The hypothesis of close relations to Tawa was elaborated upon in 2019, when the holotype specimen of Chindesaurus was redescribed by Adam D. Marsh, William G. Parker, Max C. Langer, and Sterling J. Nesbitt. They included a phylogenetic analysis which placed the Chindesaurus + Tawa clade in the base of Theropoda, a similar position to that first described for Tawa.Their sister-taxon relationship was supported by one apomorphy, or unique derived trait: a posterior margin of the proximal end of the tibia which is divided by two notches. It was also supported by the absence of an oblique ligament sulcus on the rear of the femoral head, a low cnemial crest and prominent posterolateral process of the tibia, and a low astragalus with a prominent anterior groove. The authors noted that two right tibiae from the Cooper Canyon Formation may be referable to this clade based on their possession of two notches on posterior margin of the proximal tibia. Guaibasaurus may also belong to the clade based on its tapering posterolateral process of the distal end of the tibia.

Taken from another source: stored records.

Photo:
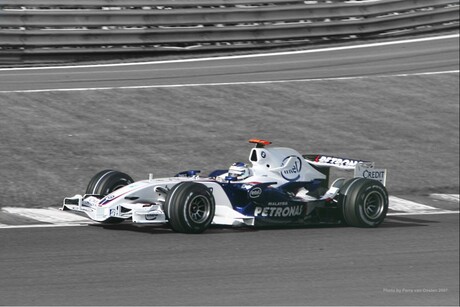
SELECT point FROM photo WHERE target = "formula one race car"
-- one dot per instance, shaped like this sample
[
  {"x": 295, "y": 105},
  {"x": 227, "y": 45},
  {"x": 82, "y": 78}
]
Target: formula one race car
[{"x": 280, "y": 188}]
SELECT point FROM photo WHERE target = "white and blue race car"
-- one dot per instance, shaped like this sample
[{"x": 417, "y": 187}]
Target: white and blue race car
[{"x": 279, "y": 187}]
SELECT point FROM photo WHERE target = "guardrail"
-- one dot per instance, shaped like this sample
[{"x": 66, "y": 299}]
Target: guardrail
[{"x": 89, "y": 26}]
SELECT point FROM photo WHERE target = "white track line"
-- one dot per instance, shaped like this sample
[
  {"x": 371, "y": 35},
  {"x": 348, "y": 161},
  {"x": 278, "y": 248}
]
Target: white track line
[
  {"x": 47, "y": 215},
  {"x": 454, "y": 198},
  {"x": 229, "y": 83},
  {"x": 407, "y": 207}
]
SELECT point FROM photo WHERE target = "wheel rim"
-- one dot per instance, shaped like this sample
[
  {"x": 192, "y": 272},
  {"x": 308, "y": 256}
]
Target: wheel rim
[
  {"x": 199, "y": 209},
  {"x": 373, "y": 205}
]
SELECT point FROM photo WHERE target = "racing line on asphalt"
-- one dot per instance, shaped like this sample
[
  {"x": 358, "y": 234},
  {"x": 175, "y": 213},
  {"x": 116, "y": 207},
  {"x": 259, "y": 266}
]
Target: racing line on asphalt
[{"x": 54, "y": 217}]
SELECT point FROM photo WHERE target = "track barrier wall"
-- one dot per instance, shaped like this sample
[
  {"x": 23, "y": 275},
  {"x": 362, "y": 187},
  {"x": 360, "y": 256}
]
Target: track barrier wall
[{"x": 108, "y": 26}]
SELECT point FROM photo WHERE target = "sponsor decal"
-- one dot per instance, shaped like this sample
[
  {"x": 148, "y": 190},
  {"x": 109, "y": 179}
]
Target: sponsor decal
[
  {"x": 371, "y": 173},
  {"x": 278, "y": 211},
  {"x": 151, "y": 217},
  {"x": 344, "y": 162},
  {"x": 255, "y": 192},
  {"x": 292, "y": 173}
]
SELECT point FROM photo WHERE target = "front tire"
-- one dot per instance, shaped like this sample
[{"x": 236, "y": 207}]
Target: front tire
[
  {"x": 107, "y": 181},
  {"x": 364, "y": 202},
  {"x": 104, "y": 183},
  {"x": 189, "y": 207}
]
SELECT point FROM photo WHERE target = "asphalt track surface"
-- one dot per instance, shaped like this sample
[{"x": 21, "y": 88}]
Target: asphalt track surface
[{"x": 409, "y": 260}]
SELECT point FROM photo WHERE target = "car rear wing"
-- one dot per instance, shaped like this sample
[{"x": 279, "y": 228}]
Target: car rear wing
[{"x": 363, "y": 169}]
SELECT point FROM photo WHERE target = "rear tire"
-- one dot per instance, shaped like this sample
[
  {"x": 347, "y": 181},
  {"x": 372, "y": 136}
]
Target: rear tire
[
  {"x": 364, "y": 202},
  {"x": 104, "y": 183},
  {"x": 189, "y": 207}
]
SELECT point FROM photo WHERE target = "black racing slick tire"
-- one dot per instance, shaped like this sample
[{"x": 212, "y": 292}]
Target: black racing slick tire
[
  {"x": 107, "y": 181},
  {"x": 364, "y": 202},
  {"x": 189, "y": 207}
]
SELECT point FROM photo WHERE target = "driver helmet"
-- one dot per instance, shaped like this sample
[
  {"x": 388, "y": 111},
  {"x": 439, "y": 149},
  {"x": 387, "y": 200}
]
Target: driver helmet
[{"x": 239, "y": 170}]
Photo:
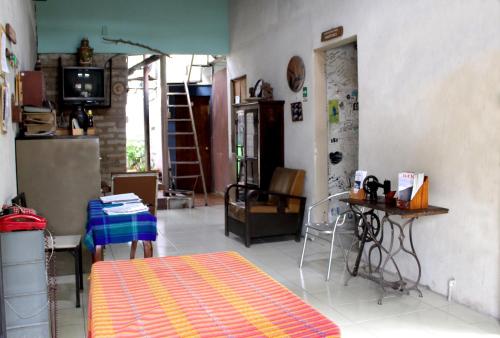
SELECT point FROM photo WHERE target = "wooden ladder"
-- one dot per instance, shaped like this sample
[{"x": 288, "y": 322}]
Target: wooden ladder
[{"x": 174, "y": 165}]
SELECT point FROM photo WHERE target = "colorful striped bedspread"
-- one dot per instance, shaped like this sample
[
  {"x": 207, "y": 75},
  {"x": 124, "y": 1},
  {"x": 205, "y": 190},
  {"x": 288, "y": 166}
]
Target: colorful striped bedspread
[{"x": 205, "y": 295}]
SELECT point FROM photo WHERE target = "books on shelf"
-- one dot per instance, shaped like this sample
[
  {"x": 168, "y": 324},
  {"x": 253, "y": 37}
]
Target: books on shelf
[
  {"x": 412, "y": 190},
  {"x": 120, "y": 198},
  {"x": 127, "y": 208},
  {"x": 39, "y": 121},
  {"x": 359, "y": 177}
]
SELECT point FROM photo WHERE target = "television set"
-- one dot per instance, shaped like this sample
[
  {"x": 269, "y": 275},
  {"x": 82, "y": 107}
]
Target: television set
[{"x": 83, "y": 85}]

The following cladogram represents the phylogenetic analysis of Marsh et al. (2019), recovering a Chindesaurus + Tawa clade in basal Theropoda:

==Paleoecology==
The Upper Petrified Forest National Park member of the Chinle Formation was an ancient floodplain where phytosaurs, rauisuchids, archosaurs, pseudosuchians, and other tetrapods lived and competed with the dinosaur Chindesaurus and its relative Coelophysis for resources. This paleoenvironment also had abundant lungfish and clams.